Hacker News Clone

BigRedEyeMar 27, 2026, 11:07 AM

At Perforator, we also started from Google's beautiful pprof, but then eliminated all nested repeated fields, converging to https://github.com/yandex/perforator/blob/main/perforator/pr.... Repeated fields in protobufs are really memory & CPU hungry.

This layout allows us to quickly merge hundreds of millions of samples into a single profile. The only practical limit is protobuf's 2GB message size cap.

felixgeMar 27, 2026, 7:54 PM

We had reached out to y'all last year to explore taking ideas from your format. It definitely looks interesting! But IIRC nobody from your team ended up making it to one of our SIG meetings?

https://github.com/yandex/perforator/issues/13

petterroeaMar 27, 2026, 1:49 AM

This is cool, OTel is getting somewhere.

I've found OTel to still have rough edges and it's not really the one stop shop for telemetry we want it to be at $work yet. In particular, no good (sentry-style) exception capturing yet. They also recently changed a lot of metric names(for good reason it seems), which breaks most dashboards you find on the internet.

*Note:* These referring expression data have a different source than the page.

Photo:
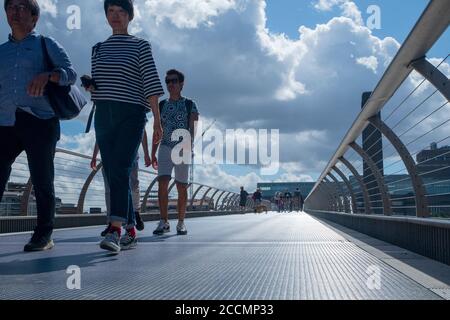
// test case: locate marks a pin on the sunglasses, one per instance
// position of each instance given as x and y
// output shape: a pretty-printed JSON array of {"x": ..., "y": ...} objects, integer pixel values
[{"x": 174, "y": 81}]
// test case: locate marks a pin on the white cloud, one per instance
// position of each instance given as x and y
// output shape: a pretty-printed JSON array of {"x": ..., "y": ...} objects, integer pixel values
[
  {"x": 370, "y": 63},
  {"x": 49, "y": 6},
  {"x": 348, "y": 8},
  {"x": 246, "y": 76},
  {"x": 188, "y": 14}
]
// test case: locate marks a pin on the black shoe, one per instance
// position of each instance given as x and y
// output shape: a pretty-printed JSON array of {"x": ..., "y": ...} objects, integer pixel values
[
  {"x": 139, "y": 223},
  {"x": 39, "y": 242},
  {"x": 104, "y": 232}
]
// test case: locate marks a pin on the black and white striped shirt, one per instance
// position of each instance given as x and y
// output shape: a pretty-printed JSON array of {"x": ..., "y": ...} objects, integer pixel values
[{"x": 124, "y": 70}]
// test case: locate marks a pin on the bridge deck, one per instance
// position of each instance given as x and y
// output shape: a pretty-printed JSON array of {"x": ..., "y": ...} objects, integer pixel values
[{"x": 273, "y": 256}]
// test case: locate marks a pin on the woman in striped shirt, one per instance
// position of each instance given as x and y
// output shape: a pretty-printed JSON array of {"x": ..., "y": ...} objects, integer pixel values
[{"x": 126, "y": 86}]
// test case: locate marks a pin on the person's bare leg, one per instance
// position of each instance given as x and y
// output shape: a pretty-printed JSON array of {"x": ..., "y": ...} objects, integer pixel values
[
  {"x": 182, "y": 201},
  {"x": 163, "y": 197}
]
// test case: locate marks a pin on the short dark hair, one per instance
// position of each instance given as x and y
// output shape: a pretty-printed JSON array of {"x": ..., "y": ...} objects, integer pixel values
[
  {"x": 33, "y": 5},
  {"x": 126, "y": 5},
  {"x": 179, "y": 74}
]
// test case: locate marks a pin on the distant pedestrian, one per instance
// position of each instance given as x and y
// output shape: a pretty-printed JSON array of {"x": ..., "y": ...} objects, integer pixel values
[{"x": 243, "y": 199}]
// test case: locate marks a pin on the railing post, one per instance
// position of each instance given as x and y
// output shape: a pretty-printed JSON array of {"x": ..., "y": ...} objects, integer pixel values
[
  {"x": 218, "y": 199},
  {"x": 333, "y": 191},
  {"x": 87, "y": 183},
  {"x": 417, "y": 183},
  {"x": 362, "y": 185},
  {"x": 25, "y": 201},
  {"x": 204, "y": 196},
  {"x": 344, "y": 196},
  {"x": 433, "y": 75},
  {"x": 385, "y": 198},
  {"x": 349, "y": 187},
  {"x": 147, "y": 195},
  {"x": 195, "y": 194}
]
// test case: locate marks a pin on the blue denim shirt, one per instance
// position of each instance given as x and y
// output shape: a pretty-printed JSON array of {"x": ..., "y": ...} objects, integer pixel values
[{"x": 20, "y": 63}]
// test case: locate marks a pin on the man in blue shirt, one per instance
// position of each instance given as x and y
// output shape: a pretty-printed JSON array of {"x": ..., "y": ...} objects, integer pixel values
[{"x": 27, "y": 120}]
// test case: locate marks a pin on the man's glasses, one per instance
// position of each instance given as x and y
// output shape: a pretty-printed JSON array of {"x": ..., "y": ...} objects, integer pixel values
[
  {"x": 174, "y": 81},
  {"x": 21, "y": 8}
]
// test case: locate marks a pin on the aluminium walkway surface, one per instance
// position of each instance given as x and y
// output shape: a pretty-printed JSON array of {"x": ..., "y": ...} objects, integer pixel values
[{"x": 265, "y": 256}]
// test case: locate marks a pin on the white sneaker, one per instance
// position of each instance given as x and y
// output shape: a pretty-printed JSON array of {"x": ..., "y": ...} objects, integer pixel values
[{"x": 162, "y": 228}]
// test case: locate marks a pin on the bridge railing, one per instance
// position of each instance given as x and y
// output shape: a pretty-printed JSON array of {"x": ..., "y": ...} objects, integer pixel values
[
  {"x": 81, "y": 190},
  {"x": 394, "y": 159}
]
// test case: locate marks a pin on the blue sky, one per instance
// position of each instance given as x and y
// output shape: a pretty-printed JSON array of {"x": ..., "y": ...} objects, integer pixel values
[{"x": 244, "y": 74}]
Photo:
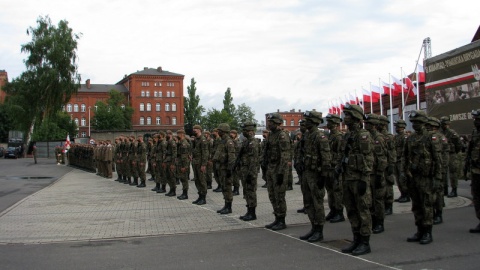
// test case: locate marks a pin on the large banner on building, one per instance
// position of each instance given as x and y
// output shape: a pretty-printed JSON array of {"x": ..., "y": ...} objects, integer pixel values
[{"x": 452, "y": 86}]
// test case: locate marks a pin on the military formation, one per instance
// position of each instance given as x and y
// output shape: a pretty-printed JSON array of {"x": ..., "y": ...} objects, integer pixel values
[{"x": 356, "y": 168}]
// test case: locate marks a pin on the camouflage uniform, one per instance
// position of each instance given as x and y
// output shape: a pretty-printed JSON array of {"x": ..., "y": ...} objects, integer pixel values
[
  {"x": 356, "y": 165},
  {"x": 317, "y": 159},
  {"x": 422, "y": 168},
  {"x": 276, "y": 160},
  {"x": 225, "y": 156},
  {"x": 377, "y": 176},
  {"x": 248, "y": 168}
]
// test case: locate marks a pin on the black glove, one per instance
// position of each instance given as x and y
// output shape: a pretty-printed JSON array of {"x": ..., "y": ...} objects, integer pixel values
[
  {"x": 279, "y": 179},
  {"x": 362, "y": 188}
]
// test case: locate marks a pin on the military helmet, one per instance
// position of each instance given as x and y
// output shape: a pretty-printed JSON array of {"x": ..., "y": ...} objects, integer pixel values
[
  {"x": 445, "y": 120},
  {"x": 274, "y": 117},
  {"x": 372, "y": 119},
  {"x": 433, "y": 121},
  {"x": 355, "y": 110},
  {"x": 400, "y": 123},
  {"x": 383, "y": 119},
  {"x": 418, "y": 116},
  {"x": 315, "y": 117},
  {"x": 335, "y": 118},
  {"x": 476, "y": 114},
  {"x": 249, "y": 126},
  {"x": 224, "y": 127}
]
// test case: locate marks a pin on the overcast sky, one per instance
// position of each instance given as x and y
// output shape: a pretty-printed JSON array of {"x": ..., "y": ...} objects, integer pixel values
[{"x": 273, "y": 54}]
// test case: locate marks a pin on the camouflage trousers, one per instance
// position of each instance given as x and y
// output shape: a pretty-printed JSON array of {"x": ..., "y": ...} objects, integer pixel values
[
  {"x": 378, "y": 186},
  {"x": 249, "y": 184},
  {"x": 334, "y": 192},
  {"x": 358, "y": 205},
  {"x": 422, "y": 195},
  {"x": 276, "y": 187},
  {"x": 313, "y": 197}
]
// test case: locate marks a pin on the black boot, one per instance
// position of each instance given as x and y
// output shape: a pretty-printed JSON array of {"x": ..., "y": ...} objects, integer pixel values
[
  {"x": 388, "y": 209},
  {"x": 353, "y": 245},
  {"x": 309, "y": 234},
  {"x": 162, "y": 189},
  {"x": 363, "y": 247},
  {"x": 227, "y": 209},
  {"x": 251, "y": 215},
  {"x": 135, "y": 181},
  {"x": 417, "y": 236},
  {"x": 338, "y": 217},
  {"x": 378, "y": 227},
  {"x": 453, "y": 193},
  {"x": 184, "y": 195},
  {"x": 171, "y": 193},
  {"x": 438, "y": 219},
  {"x": 317, "y": 235},
  {"x": 269, "y": 226},
  {"x": 157, "y": 187},
  {"x": 427, "y": 235},
  {"x": 280, "y": 224}
]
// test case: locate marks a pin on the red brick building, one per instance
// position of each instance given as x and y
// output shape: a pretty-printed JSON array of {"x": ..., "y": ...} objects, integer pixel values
[{"x": 156, "y": 96}]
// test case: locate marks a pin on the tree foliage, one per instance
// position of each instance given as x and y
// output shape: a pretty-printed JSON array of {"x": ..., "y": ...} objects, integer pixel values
[
  {"x": 112, "y": 114},
  {"x": 193, "y": 111}
]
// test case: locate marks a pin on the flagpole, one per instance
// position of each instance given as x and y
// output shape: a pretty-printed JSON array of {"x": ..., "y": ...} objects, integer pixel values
[{"x": 403, "y": 96}]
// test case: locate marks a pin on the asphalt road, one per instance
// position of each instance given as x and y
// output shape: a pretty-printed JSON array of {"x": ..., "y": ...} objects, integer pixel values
[{"x": 256, "y": 248}]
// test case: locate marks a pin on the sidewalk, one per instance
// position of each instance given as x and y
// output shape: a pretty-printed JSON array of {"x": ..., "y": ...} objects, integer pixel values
[{"x": 82, "y": 206}]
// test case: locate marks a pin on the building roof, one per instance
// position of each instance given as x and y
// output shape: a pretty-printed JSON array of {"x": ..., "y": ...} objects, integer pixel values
[{"x": 102, "y": 88}]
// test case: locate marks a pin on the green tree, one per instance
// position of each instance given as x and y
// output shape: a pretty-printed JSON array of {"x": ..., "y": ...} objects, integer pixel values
[
  {"x": 193, "y": 111},
  {"x": 113, "y": 114},
  {"x": 52, "y": 75}
]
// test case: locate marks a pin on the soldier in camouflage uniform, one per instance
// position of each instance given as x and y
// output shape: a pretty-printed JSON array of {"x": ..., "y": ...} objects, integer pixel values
[
  {"x": 472, "y": 164},
  {"x": 455, "y": 147},
  {"x": 225, "y": 157},
  {"x": 184, "y": 150},
  {"x": 400, "y": 139},
  {"x": 377, "y": 176},
  {"x": 276, "y": 159},
  {"x": 216, "y": 140},
  {"x": 355, "y": 165},
  {"x": 433, "y": 126},
  {"x": 199, "y": 164},
  {"x": 391, "y": 159},
  {"x": 333, "y": 185},
  {"x": 170, "y": 161},
  {"x": 423, "y": 171},
  {"x": 248, "y": 167},
  {"x": 317, "y": 159}
]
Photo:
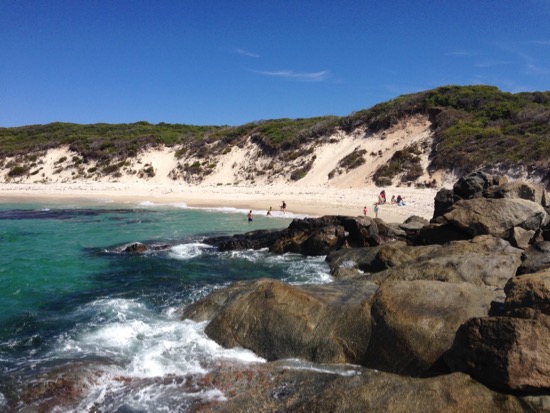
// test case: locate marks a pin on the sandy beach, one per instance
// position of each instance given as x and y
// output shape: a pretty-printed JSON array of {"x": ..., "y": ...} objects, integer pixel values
[
  {"x": 227, "y": 187},
  {"x": 312, "y": 201}
]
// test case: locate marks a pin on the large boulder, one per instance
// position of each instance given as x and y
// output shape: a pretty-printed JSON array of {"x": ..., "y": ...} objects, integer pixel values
[
  {"x": 497, "y": 217},
  {"x": 530, "y": 291},
  {"x": 519, "y": 190},
  {"x": 415, "y": 322},
  {"x": 276, "y": 387},
  {"x": 323, "y": 323},
  {"x": 484, "y": 260},
  {"x": 506, "y": 353},
  {"x": 472, "y": 185},
  {"x": 535, "y": 258},
  {"x": 308, "y": 236}
]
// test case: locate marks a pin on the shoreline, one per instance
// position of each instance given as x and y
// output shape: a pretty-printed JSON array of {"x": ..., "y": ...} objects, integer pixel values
[{"x": 304, "y": 201}]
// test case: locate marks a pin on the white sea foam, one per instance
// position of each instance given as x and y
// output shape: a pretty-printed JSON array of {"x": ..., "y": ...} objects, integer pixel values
[
  {"x": 188, "y": 251},
  {"x": 147, "y": 343},
  {"x": 339, "y": 369},
  {"x": 146, "y": 349}
]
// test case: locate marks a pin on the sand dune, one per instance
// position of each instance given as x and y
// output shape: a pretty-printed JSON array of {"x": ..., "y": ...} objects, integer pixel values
[{"x": 314, "y": 195}]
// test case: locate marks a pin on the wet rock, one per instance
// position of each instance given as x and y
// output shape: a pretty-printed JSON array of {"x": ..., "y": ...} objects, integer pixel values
[
  {"x": 140, "y": 248},
  {"x": 321, "y": 323},
  {"x": 484, "y": 260},
  {"x": 535, "y": 258},
  {"x": 529, "y": 291},
  {"x": 497, "y": 217},
  {"x": 506, "y": 353},
  {"x": 472, "y": 185},
  {"x": 274, "y": 387},
  {"x": 415, "y": 322},
  {"x": 309, "y": 236}
]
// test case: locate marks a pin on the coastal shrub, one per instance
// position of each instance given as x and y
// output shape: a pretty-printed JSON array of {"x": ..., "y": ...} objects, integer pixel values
[
  {"x": 353, "y": 160},
  {"x": 299, "y": 173},
  {"x": 149, "y": 171},
  {"x": 17, "y": 171},
  {"x": 405, "y": 162}
]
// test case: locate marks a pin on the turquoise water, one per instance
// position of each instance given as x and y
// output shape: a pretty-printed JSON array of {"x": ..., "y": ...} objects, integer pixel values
[{"x": 68, "y": 293}]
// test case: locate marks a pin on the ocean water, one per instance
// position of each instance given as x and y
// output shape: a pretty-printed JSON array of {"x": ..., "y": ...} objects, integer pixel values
[{"x": 69, "y": 297}]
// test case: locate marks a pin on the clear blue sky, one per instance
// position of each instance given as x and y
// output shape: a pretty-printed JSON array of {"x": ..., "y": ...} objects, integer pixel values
[{"x": 207, "y": 62}]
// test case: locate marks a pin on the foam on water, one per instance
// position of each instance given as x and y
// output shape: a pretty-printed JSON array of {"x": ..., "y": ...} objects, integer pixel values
[
  {"x": 188, "y": 251},
  {"x": 145, "y": 349},
  {"x": 148, "y": 344}
]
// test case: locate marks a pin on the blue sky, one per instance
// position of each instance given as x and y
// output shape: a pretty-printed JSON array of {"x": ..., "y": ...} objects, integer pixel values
[{"x": 207, "y": 62}]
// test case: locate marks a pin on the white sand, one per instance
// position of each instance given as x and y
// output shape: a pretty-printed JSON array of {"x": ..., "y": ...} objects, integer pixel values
[{"x": 314, "y": 195}]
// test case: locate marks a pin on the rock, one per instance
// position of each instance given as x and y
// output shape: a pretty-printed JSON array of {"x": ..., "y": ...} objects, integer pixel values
[
  {"x": 135, "y": 247},
  {"x": 413, "y": 223},
  {"x": 519, "y": 190},
  {"x": 443, "y": 200},
  {"x": 440, "y": 233},
  {"x": 251, "y": 240},
  {"x": 309, "y": 236},
  {"x": 139, "y": 248},
  {"x": 484, "y": 260},
  {"x": 505, "y": 353},
  {"x": 356, "y": 261},
  {"x": 274, "y": 387},
  {"x": 325, "y": 323},
  {"x": 521, "y": 238},
  {"x": 536, "y": 258},
  {"x": 472, "y": 185},
  {"x": 415, "y": 322},
  {"x": 497, "y": 217},
  {"x": 531, "y": 291}
]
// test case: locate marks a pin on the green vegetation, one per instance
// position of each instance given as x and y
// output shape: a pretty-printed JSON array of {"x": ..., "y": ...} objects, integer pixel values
[
  {"x": 405, "y": 162},
  {"x": 475, "y": 127}
]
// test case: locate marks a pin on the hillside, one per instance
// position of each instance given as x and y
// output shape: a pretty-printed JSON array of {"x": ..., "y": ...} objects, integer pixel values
[{"x": 421, "y": 138}]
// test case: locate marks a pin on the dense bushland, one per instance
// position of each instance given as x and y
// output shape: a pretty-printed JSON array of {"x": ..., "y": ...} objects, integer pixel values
[{"x": 475, "y": 127}]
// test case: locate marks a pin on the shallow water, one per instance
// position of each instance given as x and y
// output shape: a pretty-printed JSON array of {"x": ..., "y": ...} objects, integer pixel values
[{"x": 69, "y": 295}]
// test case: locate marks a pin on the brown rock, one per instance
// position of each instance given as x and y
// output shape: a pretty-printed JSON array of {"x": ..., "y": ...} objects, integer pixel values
[
  {"x": 323, "y": 323},
  {"x": 530, "y": 290},
  {"x": 415, "y": 322},
  {"x": 510, "y": 354}
]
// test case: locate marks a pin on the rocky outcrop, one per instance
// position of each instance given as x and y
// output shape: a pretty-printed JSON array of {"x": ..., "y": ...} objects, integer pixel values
[
  {"x": 515, "y": 220},
  {"x": 483, "y": 260},
  {"x": 410, "y": 332},
  {"x": 417, "y": 299},
  {"x": 506, "y": 353},
  {"x": 140, "y": 248},
  {"x": 535, "y": 258},
  {"x": 510, "y": 352},
  {"x": 276, "y": 387},
  {"x": 309, "y": 236},
  {"x": 325, "y": 323}
]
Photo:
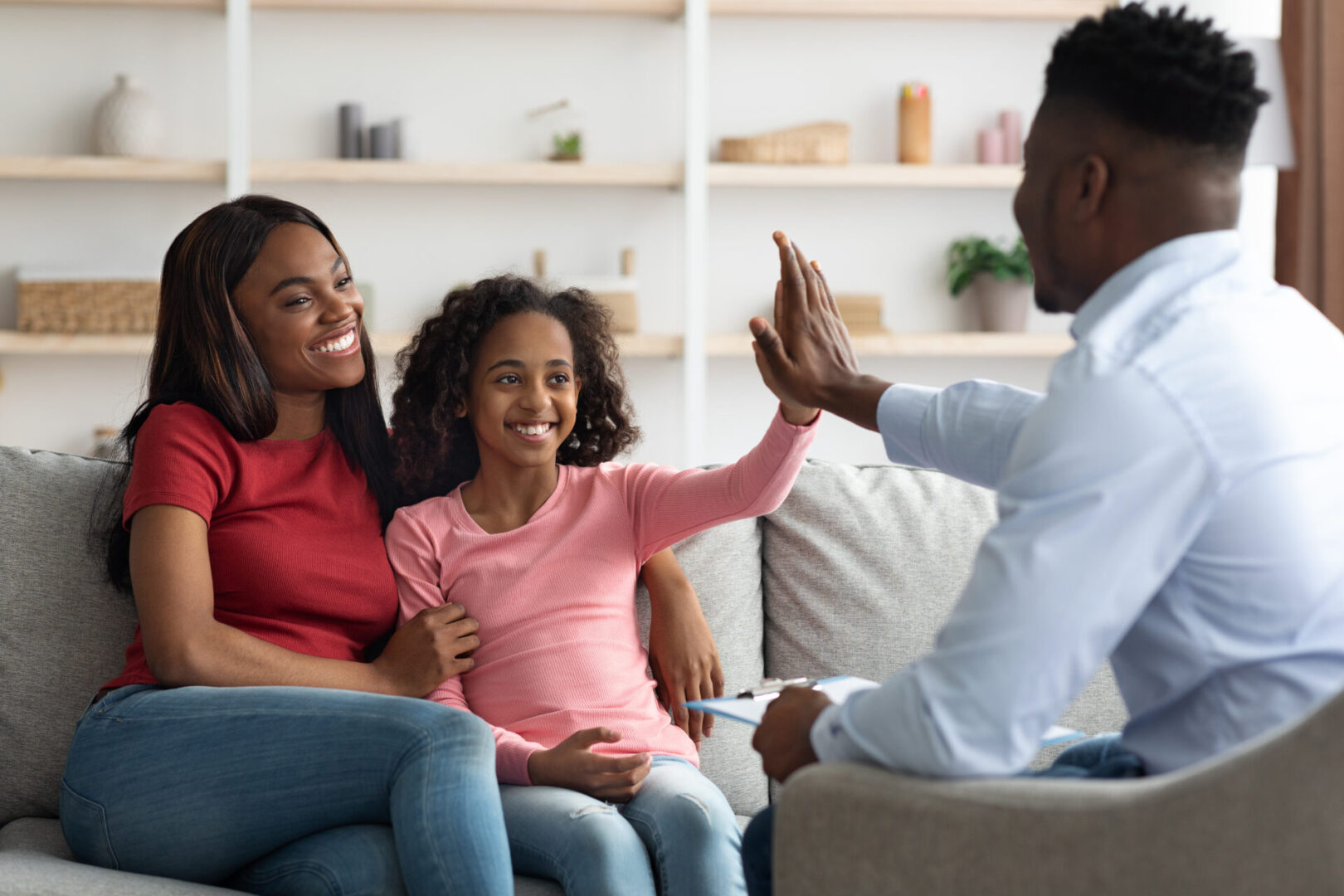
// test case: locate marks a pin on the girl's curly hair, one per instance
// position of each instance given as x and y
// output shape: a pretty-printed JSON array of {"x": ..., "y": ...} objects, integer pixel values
[{"x": 435, "y": 449}]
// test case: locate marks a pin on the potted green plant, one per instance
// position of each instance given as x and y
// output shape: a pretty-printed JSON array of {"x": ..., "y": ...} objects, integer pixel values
[
  {"x": 997, "y": 277},
  {"x": 567, "y": 147}
]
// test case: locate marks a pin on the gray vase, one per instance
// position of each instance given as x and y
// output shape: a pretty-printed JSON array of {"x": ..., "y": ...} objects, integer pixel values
[
  {"x": 1003, "y": 303},
  {"x": 128, "y": 123}
]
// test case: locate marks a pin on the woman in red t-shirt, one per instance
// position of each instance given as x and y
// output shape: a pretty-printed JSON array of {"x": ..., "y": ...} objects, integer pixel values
[{"x": 251, "y": 739}]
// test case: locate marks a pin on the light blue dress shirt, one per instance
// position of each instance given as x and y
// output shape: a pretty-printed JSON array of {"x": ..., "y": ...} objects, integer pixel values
[{"x": 1175, "y": 503}]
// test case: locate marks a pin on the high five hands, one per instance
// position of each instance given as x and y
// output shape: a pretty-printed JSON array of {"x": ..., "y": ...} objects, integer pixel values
[{"x": 806, "y": 358}]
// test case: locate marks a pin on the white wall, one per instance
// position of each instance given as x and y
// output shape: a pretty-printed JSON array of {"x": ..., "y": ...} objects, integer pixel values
[{"x": 466, "y": 80}]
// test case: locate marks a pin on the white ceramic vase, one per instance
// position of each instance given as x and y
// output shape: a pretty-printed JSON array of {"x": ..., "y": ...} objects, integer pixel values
[{"x": 128, "y": 123}]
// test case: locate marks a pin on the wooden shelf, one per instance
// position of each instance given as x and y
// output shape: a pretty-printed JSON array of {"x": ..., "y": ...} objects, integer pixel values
[
  {"x": 206, "y": 6},
  {"x": 110, "y": 168},
  {"x": 613, "y": 7},
  {"x": 139, "y": 344},
  {"x": 520, "y": 173},
  {"x": 866, "y": 176},
  {"x": 1049, "y": 10},
  {"x": 923, "y": 344},
  {"x": 1062, "y": 10}
]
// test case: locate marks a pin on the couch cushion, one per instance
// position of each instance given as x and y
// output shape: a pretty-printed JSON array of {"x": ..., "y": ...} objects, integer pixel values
[
  {"x": 63, "y": 627},
  {"x": 34, "y": 859},
  {"x": 724, "y": 567},
  {"x": 864, "y": 563}
]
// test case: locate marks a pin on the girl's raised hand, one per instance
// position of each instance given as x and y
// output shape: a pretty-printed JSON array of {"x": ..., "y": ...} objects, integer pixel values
[
  {"x": 427, "y": 650},
  {"x": 572, "y": 763}
]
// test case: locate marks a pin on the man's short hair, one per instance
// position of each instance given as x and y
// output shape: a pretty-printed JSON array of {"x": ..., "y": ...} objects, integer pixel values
[{"x": 1163, "y": 73}]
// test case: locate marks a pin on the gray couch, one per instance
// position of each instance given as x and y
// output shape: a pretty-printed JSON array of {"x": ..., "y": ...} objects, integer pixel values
[{"x": 854, "y": 574}]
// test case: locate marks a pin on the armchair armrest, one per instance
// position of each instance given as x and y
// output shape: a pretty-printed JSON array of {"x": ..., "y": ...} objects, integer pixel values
[{"x": 1214, "y": 829}]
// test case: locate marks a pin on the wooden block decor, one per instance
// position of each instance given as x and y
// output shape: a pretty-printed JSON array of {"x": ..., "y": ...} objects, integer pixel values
[
  {"x": 821, "y": 144},
  {"x": 88, "y": 306},
  {"x": 862, "y": 314}
]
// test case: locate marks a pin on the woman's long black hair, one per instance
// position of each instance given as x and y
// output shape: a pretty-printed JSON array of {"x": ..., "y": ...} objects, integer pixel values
[{"x": 203, "y": 355}]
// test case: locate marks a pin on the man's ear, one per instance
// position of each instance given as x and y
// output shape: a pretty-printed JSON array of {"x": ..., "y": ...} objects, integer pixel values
[{"x": 1092, "y": 180}]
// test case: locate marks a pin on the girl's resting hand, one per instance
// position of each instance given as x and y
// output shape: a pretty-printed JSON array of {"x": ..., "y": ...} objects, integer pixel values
[
  {"x": 427, "y": 650},
  {"x": 572, "y": 763},
  {"x": 682, "y": 652}
]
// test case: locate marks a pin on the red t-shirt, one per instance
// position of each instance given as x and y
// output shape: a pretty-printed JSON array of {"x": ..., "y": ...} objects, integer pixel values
[{"x": 296, "y": 547}]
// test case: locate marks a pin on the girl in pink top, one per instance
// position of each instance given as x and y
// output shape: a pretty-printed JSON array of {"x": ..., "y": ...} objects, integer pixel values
[{"x": 511, "y": 411}]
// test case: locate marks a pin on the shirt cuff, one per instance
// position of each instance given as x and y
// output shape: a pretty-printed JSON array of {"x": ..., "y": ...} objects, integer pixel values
[
  {"x": 901, "y": 416},
  {"x": 830, "y": 740},
  {"x": 511, "y": 763},
  {"x": 804, "y": 427}
]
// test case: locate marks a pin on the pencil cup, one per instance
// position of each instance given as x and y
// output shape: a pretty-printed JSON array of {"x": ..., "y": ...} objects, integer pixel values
[
  {"x": 348, "y": 132},
  {"x": 991, "y": 147},
  {"x": 914, "y": 125},
  {"x": 1010, "y": 123}
]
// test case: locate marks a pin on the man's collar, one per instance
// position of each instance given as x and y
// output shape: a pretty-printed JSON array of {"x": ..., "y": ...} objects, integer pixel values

I have been warned by people that OTel isn't mature yet and I find it to still be true, but it seems the maintainers are trying to do something about this nowadays

darkwaterMar 27, 2026, 12:47 PM

I think that the "issue" around otel is that instrumentation is easy and free (as both in beer and freedom) but then for the dashboarding part is where there are literally tens of different SaaS solutions, all more or less involved with the OTel development itself, that want you to use their solution (and pay $$$ for it). And even if you can go a loooong way with a self-hosted Grafana + Tempo, even Grafana Labs are putting more and more new features behind the Grafana Cloud subscription model.

tuo-leiMar 27, 2026, 2:26 AM

do you have any suggestions for alternatives then (besides Sentry)? I do feel OTel have pretty wide support in general in term of traces.

petterroeaMar 27, 2026, 4:36 AM

I know a lot of shops that prefer the datadog stack, which apparently does have its own sentry-like exception capturing system. To me, exception capturing is an obvious core feature and it is humiliating to discuss OTel with people who agree, and use datadog and are satisfied.

jamiemallersMar 27, 2026, 9:16 AM

[dead]

d0963319287Mar 27, 2026, 2:34 PM

[flagged]

genthreeMar 26, 2026, 5:11 PM

Relatedly: Has anyone profiled the performance and reliability characteristics of rsyslogd (Linux and FreeBSD distributed syslogger, maybe other platforms too) in its mode where it’s shipping logs to a central node? I’ve configured and used it with relatively small (high single digit nodes, bursts of activity to a million or two requests per minute or so) set-ups but have wondered if there’s a reason it’s not a more common solution for distributed logging and tracing (yes it doesn’t solve the UI problem for those, but it does solve collecting your logs)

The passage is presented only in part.